On Thursday, 4 February 2016 at 22:27:31 UTC, Ali Çehreli wrote:
On 02/04/2016 12:25 PM, tcak wrote:

> void threadFunc(){
>      scope(exit){
>          writeln("Leaving 2: ", stopRequested);
>      }
>
>
>      while( !stopRequested ){
> /* THERE IS NO "RETURN" HERE AT ALL */
>      }
>
>      writeln("Leaving 1: ", stopRequested);
> }
>
>
>
> While loop is running, suddenly "Leaving 2: false" is seen.

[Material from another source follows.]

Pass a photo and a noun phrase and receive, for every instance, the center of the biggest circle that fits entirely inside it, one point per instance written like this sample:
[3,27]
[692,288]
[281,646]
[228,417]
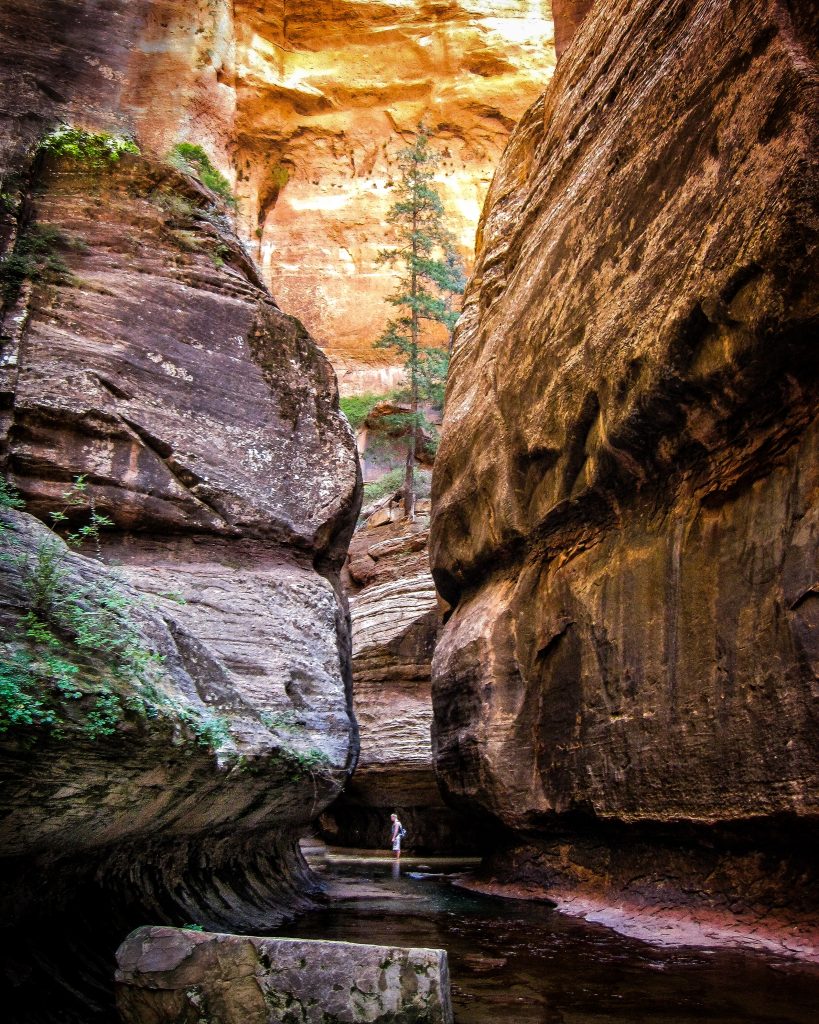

That would happen when there is an exception.

> Checked with
> exception, but there is nothing.

If a thread is terminated with an exception, its stack is unwound and unlike the main thread, the program will not terminate. I think this is due to an exception.

> GDB doesn't show any error.

I think putting a break point at exception construction would be helpful but it will be simpler to put a try-catch block that covers the entire body of threadFunc().

> There is no
> "Leaving 1: .." message at all.
>
> Is there any known reason for a thread to suddenly stop like
this?

I am still betting on an exception. :)

Ali

Yup, it is exception it seems like, but with a weird result. Check the new codes:

void threadFunc(){
        scope(exit){
                writeln("Leaving 2: ", stopRequested);
        }

        scope(failure){
                writeln("Failure");
        }

        try{
                while( !stopRequested ){

                }

                writeln("Leaving 1: ", stopRequested);
        }
        catch( Exception ex ){
                writeln("Caught the exception");
        }
}

Now, the thread stops with:

Failure
Leaving 2: false


There is no "Caught the exception". And believe me other then the codes inside while loop, main structure as seen in the above code.

By testing many times, I understood that the problem occurs when too many requests are received suddenly (by pressing F5 many times again and again produces the exception).

But the question is why try-catch is not able to catch it, and just scope(failure) can?